Big Data patterns implemented - processing abstraction

Versions: Apache Spark 2.4.2

Do you imagine a world where everybody speaks the same language? It's difficult. Fortunately, it's much easier to do in data engineering where a single API can apply to batch and streaming processing.

In this post I will cover the processing abstraction pattern. In the following 2 parts, you will see how to process an Apache Kafka topic in batch and streaming using Apache Spark's Dataset API.

Pattern definition

The main purpose of the processing abstraction pattern is to provide a single way to process data. If it's possible you don't need to learn different APIs to work with streaming and batch data. And that was one of the problems of early data processing frameworks.

At the time when Apache Spark didn't exist, Apache Hadoop's MapReduce was used to process big volumes of batch data. And it did it pretty well. However, it was not adapted for streaming pipelines because of too big I/O overhead. Other frameworks like Apache Storm were born but they required to learn another data processing abstraction.

Fortunately, this requirement disappeared with the modern data processing frameworks like Apache Spark, Apache Beam and Apache Flink where a single API can be used to process both streaming and batch data.

The processing abstraction pattern can also apply to the data sources. Some of them are universal enough to be processed in batch or streaming manner. One of them is Apache Kafka that may be consumed continuously or at static regular interval. The following 2 parts will show how to mix both of these points.

Apache Kafka and Apache Spark in batch

To execute the following tests, you will need to follow the instructions included in data generator Kafka sink example. After executing the broker and data generator, you will need to launch the batch processing logic:

    val allRows = sparkSession.read.format("kafka")
      .option("kafka.bootstrap.servers", kafkaBroker)
      .option("client.id", s"sessionization-demo-streaming")
      .option("subscribe", topicName)
      .load()
      .map(row => row.getAs[Long]("offset"))
      .count()

    allRows should be > 0L

Apache Kafka and Apache Spark in streaming

Processing Kafka data in streaming is very similar to the batch:

    val query = sparkSession.readStream
      .format("kafka")
      .option("kafka.bootstrap.servers", kafkaBroker)
      .option("client.id", s"sessionization-demo-streaming")
      .option("subscribe", topicName)
      .load()
      .map(row => row.getAs[String]("topic"))
      .groupBy("value").count()


    query.writeStream.outputMode(OutputMode.Complete()).option("checkpointLocation", "/tmp/test-kafka")
            .format("console")
      .start().awaitTermination(30000L)

I agree, the API is slightly more verbose but it's mainly because of the execution context configuration (timeout, different sink). But globally the processing logic can be expressed with the same data abstraction which for this snippet is a Row object.

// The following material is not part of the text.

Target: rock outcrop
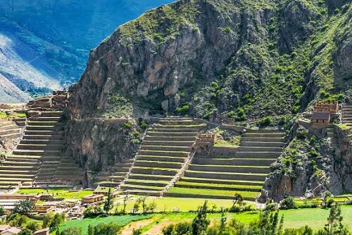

At the data source level there are some more important differences. Streaming-based version can automatically manage the processed offsets thanks to the checkpointing mechanism. The same is not true for the batch version where the offsets must be managed separately since the batch doesn't implement the checkpointing. That's also the reason why, if you execute the batch code multiple times on not changing Kafka topic, you'll always get the same results. Otherwise, it should remember the last processed position and return 0 for the 2nd execution.

Processing abstraction is an interesting pattern that applies not only on the API but also on the data source level. As shown in this post, you can use the same DataFrame abstraction to work with Apache Kafka in batch and streaming way. Even though there are still some subtle differences like offsets management, it's an interesting way to use the same framework and data source and to adapt them to different latency use cases.